News Focus
News Focus
icon url

mmoy

05/10/06 1:42 PM

#4833 RE: wbmw #4828

> Similarly for K8 wrt K7, the IMC was the right solution for
> many reasons (especially the scalability it gives to memory
> bandwidth in a multi-socket system), but for the broad range of
> workloads on the single socket client, I don't think you
> should expect more than 5-10% performance, with the rest
> coming from the many optimizations made to the K8 core.

I will most likely find out as I plan to buy a Conroe system
when they come out and can do some testing on some workloads
are considerably bigger than the caches.

But back to K7 vs K8: I've looked around to see what the
core improvements are and outside of the improvements in my
earlier post, all I've found to add to it are:

- pipeline's front-end instruction fetch and decode logic id refined to deliver a greater degree of instruction packing from the decoders to the execution pipe schedulers
- larger TLB for L1 and L2

and the second one is arguably memory related. Overall, the
list of non-memory related improvements from K7 to K8 looks
to me to be very small.
icon url

pgerassi

05/10/06 8:48 PM

#4857 RE: wbmw #4828

Wbmw:

You do not know what the percentages are for Conroe, Merom and Woodcrest as to how much can be attributed to cache. For K8 however, cache size benefits are well known as there are versions with cache totals of 256KB, 384KB, 640KB and 1,152KB for showing what the cache size benefits are for a given workload. There are also many tests that show what latency gets in benefits by using DDR with various memory timings. Furthermore tests are present show benefits of doubling bandwidth on K8.

Much has shown that the highest benefits on desktop applications are from latency reductions, followed by cache size and then bandwidth for single core desktop and mobile systems. On server type loads, latency reductions are still the highest benefits followed by bandwidth and then cache size.
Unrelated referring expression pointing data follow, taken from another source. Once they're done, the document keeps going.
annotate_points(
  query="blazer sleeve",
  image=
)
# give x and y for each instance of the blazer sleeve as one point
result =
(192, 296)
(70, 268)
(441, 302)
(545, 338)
By pulling out memory traffic from the HTT link in single socket systems, it makes comparisons with the FSB based Intel ones far more problematic. HTT only has to carry I/O traffic which doesn't load down the bandwidth all that much. FSB must carry both memory and I/O traffic and that causes a far greater increase in load. This affects latency due to FSB only going one way at a time and prior transactions must be complete before the next can start. HTT can read and write simultaneously. The latency is almost unaffected in the single socket scenario.

When multisockets are considered, NGA's FSB becomes a severe bottleneck and latency degredation accelerates. The tests of 75ns is where the bus is doing nothing but, memory accesses with no I/O from either core or memory accesses from the other core delaying the FSB from processing the request. This might push the latency much higher than what the synthetic tests indicate.

I find it telling that practically no tests has been publically released showing NGA's ability in heavy power user or server type workloads. Most of the multicore stuff seems to be single code multiple data where prefetching is simple and straight forward and where the two cores don't interfere too much with each other or one is idle. And 64 bit testing seems to be completely missing from the public eye.

All this basically states that NGA needs a much wider amount of public testing before it can be foreseen how well it performs vis a vis the well known K8. We will see how it does when put into the public meat grinder.

As to your dissing of the IMC and HTT versus the FSB seems to miss many advantages of that combination. Many of the advantages come from synergies of the combo of those two in concert with many others. You also seem to forget that FSB turn arounds flush the pipeline as the bus can't be turned around until all ongoing transactions are finished. This overhead seems to have slipped from your mind.

Pete